Aquapoint, a New Bedford, Mass., environmental company specializing in distributed wastewater treatment, was selected to provide the treatment system for NASA’s Leadership in Energy and Environmental Design (LEED)-certified Infinity Science Center in southern Mississippi.
LEED is the U.S. Building Council’s standard for developing high-performance sustainable buildings efficient in their usage of energy, water and other resources.
“This is a new industry,” Aquapoint’s CEO, Craig Lindell, said. “Wastewater management is no longer simply about the disposal of pollution to preserve public health. Wastewater is now a resource and its infrastructure will now be designed to achieve integrated water resource and watershed management. Wastewater will be treated to standards that enable us to recycle and reuse it to support our communities and the natural systems on which they depend and then to the extent possible, return it to the source from which it came.”

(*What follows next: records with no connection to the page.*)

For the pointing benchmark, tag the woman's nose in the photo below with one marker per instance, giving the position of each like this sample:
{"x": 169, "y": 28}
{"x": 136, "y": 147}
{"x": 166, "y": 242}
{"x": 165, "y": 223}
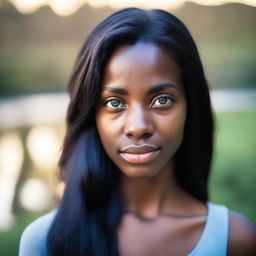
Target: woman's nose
{"x": 138, "y": 124}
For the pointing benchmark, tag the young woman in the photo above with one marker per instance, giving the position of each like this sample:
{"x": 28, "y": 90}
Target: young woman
{"x": 138, "y": 150}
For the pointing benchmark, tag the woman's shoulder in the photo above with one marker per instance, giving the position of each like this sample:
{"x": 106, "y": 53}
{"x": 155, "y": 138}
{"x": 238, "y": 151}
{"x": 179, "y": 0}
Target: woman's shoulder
{"x": 242, "y": 235}
{"x": 33, "y": 238}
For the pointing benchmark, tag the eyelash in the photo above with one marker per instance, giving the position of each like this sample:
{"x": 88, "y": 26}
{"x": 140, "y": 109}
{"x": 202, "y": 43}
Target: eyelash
{"x": 119, "y": 101}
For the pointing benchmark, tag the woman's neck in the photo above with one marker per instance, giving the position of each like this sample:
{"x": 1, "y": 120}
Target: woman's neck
{"x": 149, "y": 197}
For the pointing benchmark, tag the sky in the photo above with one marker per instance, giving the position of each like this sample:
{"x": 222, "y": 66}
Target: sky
{"x": 67, "y": 7}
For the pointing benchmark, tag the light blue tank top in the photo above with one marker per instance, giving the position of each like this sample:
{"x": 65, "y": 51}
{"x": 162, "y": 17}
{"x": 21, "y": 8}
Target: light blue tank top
{"x": 213, "y": 241}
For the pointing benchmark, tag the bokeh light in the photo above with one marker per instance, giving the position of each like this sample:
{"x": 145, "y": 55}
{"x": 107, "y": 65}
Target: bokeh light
{"x": 11, "y": 159}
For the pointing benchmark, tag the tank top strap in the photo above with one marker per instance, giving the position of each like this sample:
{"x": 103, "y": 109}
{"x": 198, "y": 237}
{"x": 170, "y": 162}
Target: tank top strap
{"x": 214, "y": 239}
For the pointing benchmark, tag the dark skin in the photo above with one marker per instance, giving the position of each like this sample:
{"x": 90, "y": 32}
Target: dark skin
{"x": 140, "y": 119}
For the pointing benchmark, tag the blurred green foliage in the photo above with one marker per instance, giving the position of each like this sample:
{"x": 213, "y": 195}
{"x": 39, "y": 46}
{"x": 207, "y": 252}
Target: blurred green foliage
{"x": 234, "y": 164}
{"x": 37, "y": 50}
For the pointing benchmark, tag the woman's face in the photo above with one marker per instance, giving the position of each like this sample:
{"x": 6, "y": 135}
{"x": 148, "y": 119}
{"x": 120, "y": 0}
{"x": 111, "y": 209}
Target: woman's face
{"x": 141, "y": 113}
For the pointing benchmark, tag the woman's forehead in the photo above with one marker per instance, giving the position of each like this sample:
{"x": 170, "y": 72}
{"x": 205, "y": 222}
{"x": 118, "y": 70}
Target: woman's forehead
{"x": 141, "y": 63}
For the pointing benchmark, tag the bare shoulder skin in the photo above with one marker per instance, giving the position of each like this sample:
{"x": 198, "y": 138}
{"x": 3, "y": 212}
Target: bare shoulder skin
{"x": 242, "y": 236}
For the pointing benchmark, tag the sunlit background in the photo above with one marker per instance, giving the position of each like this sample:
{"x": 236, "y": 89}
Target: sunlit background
{"x": 39, "y": 40}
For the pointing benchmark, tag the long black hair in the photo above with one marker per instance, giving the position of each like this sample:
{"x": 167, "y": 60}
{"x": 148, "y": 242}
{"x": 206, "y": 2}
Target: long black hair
{"x": 91, "y": 207}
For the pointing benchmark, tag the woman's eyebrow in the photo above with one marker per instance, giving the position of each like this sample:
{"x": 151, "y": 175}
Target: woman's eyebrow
{"x": 160, "y": 87}
{"x": 153, "y": 89}
{"x": 116, "y": 90}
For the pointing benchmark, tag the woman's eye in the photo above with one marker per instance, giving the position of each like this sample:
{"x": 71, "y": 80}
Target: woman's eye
{"x": 162, "y": 101}
{"x": 114, "y": 103}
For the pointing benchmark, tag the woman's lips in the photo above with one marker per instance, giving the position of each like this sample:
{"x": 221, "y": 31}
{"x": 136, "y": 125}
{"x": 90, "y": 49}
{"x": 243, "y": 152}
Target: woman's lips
{"x": 139, "y": 154}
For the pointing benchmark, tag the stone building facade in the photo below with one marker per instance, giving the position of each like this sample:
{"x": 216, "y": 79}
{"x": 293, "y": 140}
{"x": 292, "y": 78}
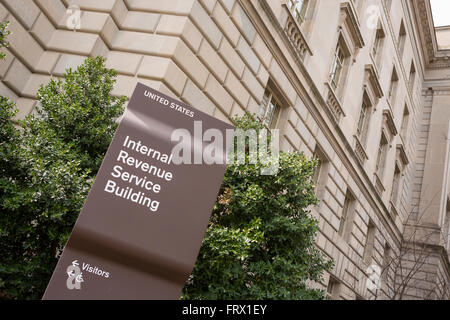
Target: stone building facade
{"x": 362, "y": 85}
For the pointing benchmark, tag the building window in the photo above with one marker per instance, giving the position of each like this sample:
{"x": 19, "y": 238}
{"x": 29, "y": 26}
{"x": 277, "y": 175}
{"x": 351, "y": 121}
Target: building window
{"x": 337, "y": 66}
{"x": 378, "y": 45}
{"x": 393, "y": 87}
{"x": 396, "y": 185}
{"x": 370, "y": 242}
{"x": 405, "y": 123}
{"x": 364, "y": 120}
{"x": 346, "y": 222}
{"x": 298, "y": 9}
{"x": 401, "y": 38}
{"x": 269, "y": 110}
{"x": 412, "y": 76}
{"x": 333, "y": 289}
{"x": 381, "y": 158}
{"x": 388, "y": 4}
{"x": 386, "y": 262}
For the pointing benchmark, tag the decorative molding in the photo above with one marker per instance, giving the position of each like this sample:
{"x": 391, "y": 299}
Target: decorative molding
{"x": 350, "y": 19}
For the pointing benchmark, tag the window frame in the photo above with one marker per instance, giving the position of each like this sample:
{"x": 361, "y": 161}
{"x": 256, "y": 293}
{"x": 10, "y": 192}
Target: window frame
{"x": 299, "y": 14}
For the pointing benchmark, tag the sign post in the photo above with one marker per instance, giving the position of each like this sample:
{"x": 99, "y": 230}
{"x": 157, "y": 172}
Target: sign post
{"x": 141, "y": 227}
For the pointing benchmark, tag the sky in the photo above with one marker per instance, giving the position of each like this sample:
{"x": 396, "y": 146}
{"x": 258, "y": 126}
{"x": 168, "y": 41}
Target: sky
{"x": 441, "y": 12}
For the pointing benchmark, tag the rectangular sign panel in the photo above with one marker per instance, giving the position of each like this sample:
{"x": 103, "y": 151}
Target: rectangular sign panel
{"x": 141, "y": 227}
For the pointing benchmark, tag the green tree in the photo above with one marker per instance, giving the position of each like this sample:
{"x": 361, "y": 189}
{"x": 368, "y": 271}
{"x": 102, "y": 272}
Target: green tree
{"x": 47, "y": 170}
{"x": 260, "y": 240}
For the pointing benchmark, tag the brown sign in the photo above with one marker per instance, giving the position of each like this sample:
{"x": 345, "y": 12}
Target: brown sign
{"x": 140, "y": 230}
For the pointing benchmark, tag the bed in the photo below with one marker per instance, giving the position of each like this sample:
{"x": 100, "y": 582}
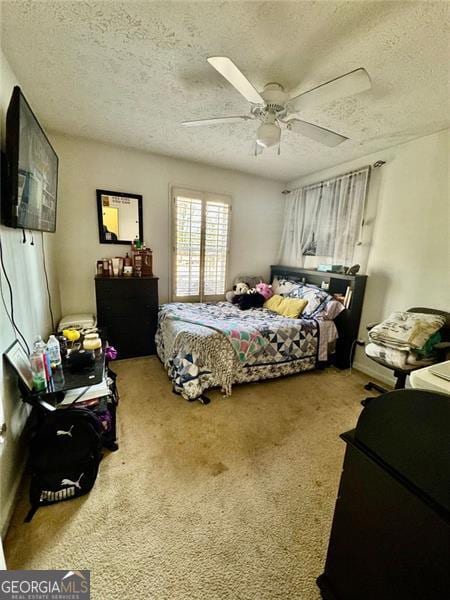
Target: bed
{"x": 204, "y": 345}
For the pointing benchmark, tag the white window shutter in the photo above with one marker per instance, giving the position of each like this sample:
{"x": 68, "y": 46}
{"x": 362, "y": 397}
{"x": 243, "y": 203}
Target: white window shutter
{"x": 201, "y": 226}
{"x": 187, "y": 246}
{"x": 216, "y": 247}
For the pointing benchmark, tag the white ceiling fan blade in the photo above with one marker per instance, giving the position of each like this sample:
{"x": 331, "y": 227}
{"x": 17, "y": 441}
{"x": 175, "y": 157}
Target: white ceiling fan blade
{"x": 216, "y": 121}
{"x": 229, "y": 70}
{"x": 319, "y": 134}
{"x": 346, "y": 85}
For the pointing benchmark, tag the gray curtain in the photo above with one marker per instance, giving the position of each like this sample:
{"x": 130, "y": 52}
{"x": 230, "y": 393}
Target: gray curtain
{"x": 324, "y": 220}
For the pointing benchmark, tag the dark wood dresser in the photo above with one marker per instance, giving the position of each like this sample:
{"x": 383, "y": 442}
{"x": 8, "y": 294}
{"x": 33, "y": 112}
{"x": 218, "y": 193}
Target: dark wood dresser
{"x": 391, "y": 528}
{"x": 127, "y": 308}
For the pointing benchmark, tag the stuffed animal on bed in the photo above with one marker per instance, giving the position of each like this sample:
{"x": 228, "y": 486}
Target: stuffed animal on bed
{"x": 251, "y": 299}
{"x": 265, "y": 290}
{"x": 242, "y": 285}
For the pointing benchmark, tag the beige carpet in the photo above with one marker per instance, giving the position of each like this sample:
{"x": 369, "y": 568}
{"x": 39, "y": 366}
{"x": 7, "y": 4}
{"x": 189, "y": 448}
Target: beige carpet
{"x": 232, "y": 500}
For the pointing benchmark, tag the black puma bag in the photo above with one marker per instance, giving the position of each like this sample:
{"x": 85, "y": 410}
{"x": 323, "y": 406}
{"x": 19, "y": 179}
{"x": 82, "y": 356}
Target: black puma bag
{"x": 64, "y": 457}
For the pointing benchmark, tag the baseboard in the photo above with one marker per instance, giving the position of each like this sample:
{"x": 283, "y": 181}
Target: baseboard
{"x": 374, "y": 373}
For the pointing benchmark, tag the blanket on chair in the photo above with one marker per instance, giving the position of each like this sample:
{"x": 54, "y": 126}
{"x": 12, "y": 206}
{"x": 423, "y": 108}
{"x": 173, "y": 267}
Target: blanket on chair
{"x": 406, "y": 331}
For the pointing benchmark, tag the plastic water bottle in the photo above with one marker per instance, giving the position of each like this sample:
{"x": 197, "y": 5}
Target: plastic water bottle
{"x": 54, "y": 352}
{"x": 37, "y": 361}
{"x": 39, "y": 346}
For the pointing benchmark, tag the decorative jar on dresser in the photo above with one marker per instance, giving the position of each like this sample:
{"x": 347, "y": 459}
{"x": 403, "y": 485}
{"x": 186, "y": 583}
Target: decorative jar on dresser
{"x": 127, "y": 309}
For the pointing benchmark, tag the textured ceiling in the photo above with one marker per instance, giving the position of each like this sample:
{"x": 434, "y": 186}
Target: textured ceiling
{"x": 129, "y": 72}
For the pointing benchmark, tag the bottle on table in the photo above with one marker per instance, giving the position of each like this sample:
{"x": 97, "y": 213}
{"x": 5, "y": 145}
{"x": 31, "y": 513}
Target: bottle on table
{"x": 40, "y": 346}
{"x": 38, "y": 371}
{"x": 54, "y": 352}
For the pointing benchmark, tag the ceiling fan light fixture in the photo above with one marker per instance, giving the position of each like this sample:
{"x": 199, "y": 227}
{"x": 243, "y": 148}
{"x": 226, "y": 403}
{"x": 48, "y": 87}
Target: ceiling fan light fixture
{"x": 268, "y": 135}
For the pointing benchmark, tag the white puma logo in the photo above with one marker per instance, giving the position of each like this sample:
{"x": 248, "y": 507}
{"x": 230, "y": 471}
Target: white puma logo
{"x": 70, "y": 482}
{"x": 62, "y": 432}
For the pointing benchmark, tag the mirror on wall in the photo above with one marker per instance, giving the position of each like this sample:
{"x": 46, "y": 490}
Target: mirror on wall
{"x": 119, "y": 217}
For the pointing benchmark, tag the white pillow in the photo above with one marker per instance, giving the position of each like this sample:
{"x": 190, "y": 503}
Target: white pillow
{"x": 282, "y": 286}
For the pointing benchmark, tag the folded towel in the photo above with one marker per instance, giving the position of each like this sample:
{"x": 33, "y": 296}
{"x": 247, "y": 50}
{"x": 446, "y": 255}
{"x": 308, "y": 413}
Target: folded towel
{"x": 399, "y": 359}
{"x": 406, "y": 330}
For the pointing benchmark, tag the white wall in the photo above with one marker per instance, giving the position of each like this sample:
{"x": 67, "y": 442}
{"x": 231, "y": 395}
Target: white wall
{"x": 86, "y": 165}
{"x": 408, "y": 218}
{"x": 25, "y": 269}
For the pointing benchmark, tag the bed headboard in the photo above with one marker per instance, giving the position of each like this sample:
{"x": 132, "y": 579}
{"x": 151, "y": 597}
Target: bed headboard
{"x": 348, "y": 321}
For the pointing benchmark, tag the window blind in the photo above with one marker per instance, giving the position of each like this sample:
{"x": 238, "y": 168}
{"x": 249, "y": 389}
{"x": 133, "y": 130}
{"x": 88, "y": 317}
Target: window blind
{"x": 201, "y": 226}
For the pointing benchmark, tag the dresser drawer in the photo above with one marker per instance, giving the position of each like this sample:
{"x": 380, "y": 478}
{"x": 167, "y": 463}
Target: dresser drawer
{"x": 127, "y": 308}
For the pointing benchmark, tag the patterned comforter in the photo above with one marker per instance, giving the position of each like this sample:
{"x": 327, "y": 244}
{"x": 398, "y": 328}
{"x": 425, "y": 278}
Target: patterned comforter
{"x": 209, "y": 345}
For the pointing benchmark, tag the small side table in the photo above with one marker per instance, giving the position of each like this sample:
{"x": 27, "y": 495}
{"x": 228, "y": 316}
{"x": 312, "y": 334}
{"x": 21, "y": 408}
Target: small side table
{"x": 424, "y": 379}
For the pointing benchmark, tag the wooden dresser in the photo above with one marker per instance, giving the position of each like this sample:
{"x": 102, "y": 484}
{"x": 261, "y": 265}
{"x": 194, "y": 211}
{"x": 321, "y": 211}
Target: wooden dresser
{"x": 127, "y": 308}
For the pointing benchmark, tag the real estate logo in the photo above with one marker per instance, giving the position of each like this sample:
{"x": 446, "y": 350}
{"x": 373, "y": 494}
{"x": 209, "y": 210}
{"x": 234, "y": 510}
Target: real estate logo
{"x": 45, "y": 585}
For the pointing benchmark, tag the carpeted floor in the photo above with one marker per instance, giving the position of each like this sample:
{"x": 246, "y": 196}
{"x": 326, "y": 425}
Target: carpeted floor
{"x": 233, "y": 500}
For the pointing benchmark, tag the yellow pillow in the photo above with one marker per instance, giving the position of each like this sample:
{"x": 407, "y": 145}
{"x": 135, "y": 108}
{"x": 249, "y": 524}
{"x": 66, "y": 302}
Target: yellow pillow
{"x": 273, "y": 303}
{"x": 287, "y": 307}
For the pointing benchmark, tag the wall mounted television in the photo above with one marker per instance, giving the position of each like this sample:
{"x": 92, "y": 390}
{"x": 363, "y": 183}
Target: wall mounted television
{"x": 29, "y": 201}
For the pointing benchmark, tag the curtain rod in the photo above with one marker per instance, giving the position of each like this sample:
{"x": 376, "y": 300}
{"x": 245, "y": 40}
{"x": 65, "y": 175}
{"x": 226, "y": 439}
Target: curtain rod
{"x": 376, "y": 165}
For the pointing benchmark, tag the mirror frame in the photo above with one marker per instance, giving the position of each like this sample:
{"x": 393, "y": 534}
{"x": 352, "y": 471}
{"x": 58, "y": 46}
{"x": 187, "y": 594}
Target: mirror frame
{"x": 101, "y": 233}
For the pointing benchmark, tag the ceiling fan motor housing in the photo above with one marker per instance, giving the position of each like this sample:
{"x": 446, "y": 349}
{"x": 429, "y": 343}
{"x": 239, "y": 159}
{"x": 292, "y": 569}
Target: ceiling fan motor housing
{"x": 275, "y": 98}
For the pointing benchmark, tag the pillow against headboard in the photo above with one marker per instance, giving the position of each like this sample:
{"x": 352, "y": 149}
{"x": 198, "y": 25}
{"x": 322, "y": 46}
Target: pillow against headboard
{"x": 283, "y": 286}
{"x": 316, "y": 297}
{"x": 330, "y": 311}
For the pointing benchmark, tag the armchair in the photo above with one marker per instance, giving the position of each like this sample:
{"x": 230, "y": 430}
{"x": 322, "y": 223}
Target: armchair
{"x": 442, "y": 349}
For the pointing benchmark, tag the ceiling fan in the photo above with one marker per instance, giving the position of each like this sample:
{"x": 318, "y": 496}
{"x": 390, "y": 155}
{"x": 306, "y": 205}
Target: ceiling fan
{"x": 273, "y": 107}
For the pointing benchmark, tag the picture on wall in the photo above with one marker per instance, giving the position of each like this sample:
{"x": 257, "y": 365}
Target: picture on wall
{"x": 119, "y": 217}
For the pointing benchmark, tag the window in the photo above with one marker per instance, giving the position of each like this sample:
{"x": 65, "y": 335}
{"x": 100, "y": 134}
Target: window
{"x": 200, "y": 244}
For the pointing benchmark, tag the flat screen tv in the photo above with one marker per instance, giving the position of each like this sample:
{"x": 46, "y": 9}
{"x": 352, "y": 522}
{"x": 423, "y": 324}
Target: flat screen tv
{"x": 29, "y": 201}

Illustrating how water and energy are interrelated, Lindell described a 100-home community in El Paso, Texas. The development will receive its electricity exclusively from solar and hydrogen fuel cell technologies. The wastewater will be treated to Texas reuse standards. Twenty-seven percent will be recycled for toilet flushing and 70% will be reused for irrigation.
The German energy company Green Flash Energy chose Aquapoint’s Bioclere because it operates reliably on very little electricity. Green Flash Energy estimates the average home will spend about $40 dollars per year for its share of the electrical costs while it will save almost twice that amount in the reduction of its water bill.